¹ Stub caveat (hypothesis, not conclusion). The stub should cost zero, yet it is the
fastest of all five variants in all three workloads (P=(1/5)³=0.008 under pure noise; per-workload paired
p as low as 0.06). The most likely explanation is binary code-layout variance (the Mytkowicz effect), and it bounds
how finely any cross-binary comparison can resolve — but a systematic stub advantage cannot be fully excluded at
n=5. Pinning it down would need link-order randomization / LTO-PGO-controlled builds. The clean conclusion does
not depend on it: the same-binary OFF/STA/TRA comparison has no such confound.
W3 (short-wait storm). The stub
— which should be zero — is the high outlier; that is the cross-binary variance, not a capture effect.

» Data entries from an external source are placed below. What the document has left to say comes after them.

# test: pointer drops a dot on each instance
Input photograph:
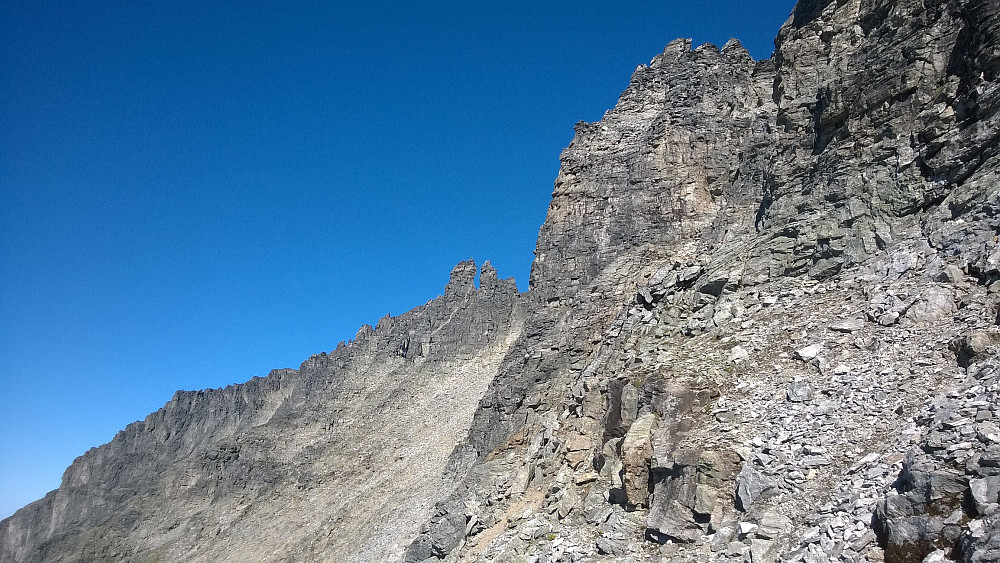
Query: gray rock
(750, 485)
(847, 325)
(799, 391)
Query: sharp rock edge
(762, 326)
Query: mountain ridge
(761, 324)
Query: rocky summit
(762, 326)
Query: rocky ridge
(762, 326)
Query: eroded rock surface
(762, 326)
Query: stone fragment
(935, 303)
(799, 391)
(738, 354)
(750, 485)
(637, 451)
(761, 551)
(847, 325)
(809, 352)
(951, 274)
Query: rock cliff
(761, 326)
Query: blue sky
(195, 193)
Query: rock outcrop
(762, 326)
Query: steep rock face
(865, 154)
(311, 456)
(762, 324)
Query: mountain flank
(762, 325)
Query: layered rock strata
(762, 326)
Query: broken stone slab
(772, 524)
(762, 551)
(738, 354)
(637, 451)
(809, 352)
(847, 325)
(751, 485)
(951, 274)
(799, 391)
(985, 492)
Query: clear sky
(194, 193)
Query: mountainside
(762, 325)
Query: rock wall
(762, 325)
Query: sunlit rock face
(762, 326)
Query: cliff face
(762, 323)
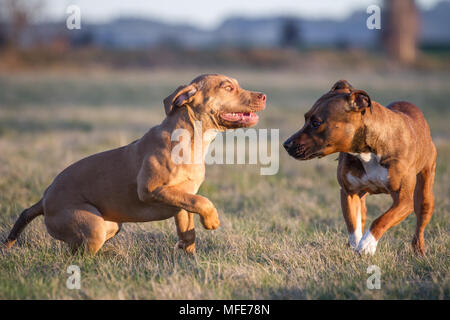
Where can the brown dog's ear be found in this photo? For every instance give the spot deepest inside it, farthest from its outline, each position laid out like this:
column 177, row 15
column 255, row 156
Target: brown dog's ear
column 342, row 85
column 358, row 100
column 179, row 97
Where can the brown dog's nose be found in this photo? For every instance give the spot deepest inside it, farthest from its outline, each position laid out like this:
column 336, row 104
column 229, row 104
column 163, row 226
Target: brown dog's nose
column 287, row 144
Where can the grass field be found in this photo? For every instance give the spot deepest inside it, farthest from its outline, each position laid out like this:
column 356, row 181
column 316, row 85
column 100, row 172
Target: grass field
column 282, row 236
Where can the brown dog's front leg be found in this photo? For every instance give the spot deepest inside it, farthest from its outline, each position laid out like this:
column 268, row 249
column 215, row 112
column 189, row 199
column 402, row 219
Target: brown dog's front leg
column 402, row 207
column 186, row 233
column 173, row 196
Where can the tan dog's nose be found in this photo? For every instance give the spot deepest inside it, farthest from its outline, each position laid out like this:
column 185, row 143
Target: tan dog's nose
column 262, row 96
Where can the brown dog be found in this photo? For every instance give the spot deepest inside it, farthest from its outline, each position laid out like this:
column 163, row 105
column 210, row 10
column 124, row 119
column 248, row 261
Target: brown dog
column 88, row 201
column 382, row 150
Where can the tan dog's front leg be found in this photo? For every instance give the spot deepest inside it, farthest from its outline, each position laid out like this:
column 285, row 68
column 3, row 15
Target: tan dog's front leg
column 186, row 233
column 352, row 209
column 173, row 196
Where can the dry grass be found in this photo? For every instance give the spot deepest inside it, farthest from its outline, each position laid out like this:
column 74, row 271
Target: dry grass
column 282, row 236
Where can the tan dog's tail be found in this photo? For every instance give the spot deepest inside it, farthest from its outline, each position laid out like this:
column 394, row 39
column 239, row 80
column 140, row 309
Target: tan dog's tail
column 25, row 218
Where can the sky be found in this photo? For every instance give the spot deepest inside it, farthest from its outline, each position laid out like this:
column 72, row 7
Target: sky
column 209, row 14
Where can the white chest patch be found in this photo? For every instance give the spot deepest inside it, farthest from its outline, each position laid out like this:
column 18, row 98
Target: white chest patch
column 375, row 176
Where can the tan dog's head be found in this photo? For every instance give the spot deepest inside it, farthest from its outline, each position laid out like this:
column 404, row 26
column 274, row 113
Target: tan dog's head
column 334, row 124
column 218, row 101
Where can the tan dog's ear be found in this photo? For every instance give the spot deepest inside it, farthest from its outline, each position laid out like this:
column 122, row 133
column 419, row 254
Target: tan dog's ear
column 342, row 85
column 358, row 100
column 179, row 97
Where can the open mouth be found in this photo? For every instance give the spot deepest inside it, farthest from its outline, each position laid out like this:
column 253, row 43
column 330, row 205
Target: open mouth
column 242, row 118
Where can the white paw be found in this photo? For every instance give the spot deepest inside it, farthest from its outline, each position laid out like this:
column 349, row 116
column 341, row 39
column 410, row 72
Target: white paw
column 354, row 238
column 368, row 244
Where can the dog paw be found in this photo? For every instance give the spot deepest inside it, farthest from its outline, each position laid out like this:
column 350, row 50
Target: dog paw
column 368, row 244
column 188, row 248
column 354, row 239
column 211, row 221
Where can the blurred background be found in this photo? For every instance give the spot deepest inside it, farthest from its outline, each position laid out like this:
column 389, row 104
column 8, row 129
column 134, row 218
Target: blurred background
column 66, row 94
column 268, row 34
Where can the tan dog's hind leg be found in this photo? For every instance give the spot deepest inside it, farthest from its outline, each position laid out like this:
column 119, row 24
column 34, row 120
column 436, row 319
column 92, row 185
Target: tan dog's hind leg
column 186, row 233
column 78, row 227
column 352, row 210
column 423, row 206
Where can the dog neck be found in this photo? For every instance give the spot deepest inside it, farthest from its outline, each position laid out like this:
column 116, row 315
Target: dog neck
column 201, row 132
column 376, row 131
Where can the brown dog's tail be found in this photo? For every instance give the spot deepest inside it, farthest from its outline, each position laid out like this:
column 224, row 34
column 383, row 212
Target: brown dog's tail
column 25, row 218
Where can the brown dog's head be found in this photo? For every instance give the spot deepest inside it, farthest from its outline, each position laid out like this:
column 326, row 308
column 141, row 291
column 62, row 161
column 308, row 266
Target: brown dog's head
column 334, row 124
column 218, row 101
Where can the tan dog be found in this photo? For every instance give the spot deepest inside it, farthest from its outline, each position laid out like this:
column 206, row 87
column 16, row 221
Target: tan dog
column 88, row 201
column 382, row 150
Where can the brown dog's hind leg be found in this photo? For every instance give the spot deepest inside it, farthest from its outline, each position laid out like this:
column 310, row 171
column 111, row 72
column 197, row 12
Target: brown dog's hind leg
column 186, row 233
column 423, row 206
column 79, row 228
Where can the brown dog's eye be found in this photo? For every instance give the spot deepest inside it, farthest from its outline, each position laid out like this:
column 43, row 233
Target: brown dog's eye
column 316, row 123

Latency under headroom — trace adds ~1.5%, stats is free
Re-tested at n=10 (two identical-config cached replicates) with the paired within-round test:
trace latency is +5.6µs (+1.5%), positive in 10/10 rounds, p=0.002 — it clears the
~0.004 Bonferroni bar and is the single effect in the whole study that does. stats is
latency-neutral (+0.7µs, 4/10, p=0.53). A wait-heavy replication (W5) is directionally consistent
(trace 4/5 rounds).
Mechanism — an honest open question
Percentiles say the trace cost is not tail jitter: the median shifts +5µs
(mean +5.6µs), p95 +22µs, p99 +27µs — the whole distribution moves. But it is also not a simple
per-transaction CPU cost. The +5.6µs is +1.5% of the ~373µs end-to-end latency (dominated by the client
round-trip at -c16), but it is ~7.6% of the ~74µs of actual CPU-time per transaction
at saturation (16 cores ÷ 217k tps). If trace spent +5.6µs of CPU per transaction, throughput would fall ~7% — yet
measured throughput moves <0.55% (and W3's 20M waits/run independently bound any per-wait CPU cost to <0.5µs).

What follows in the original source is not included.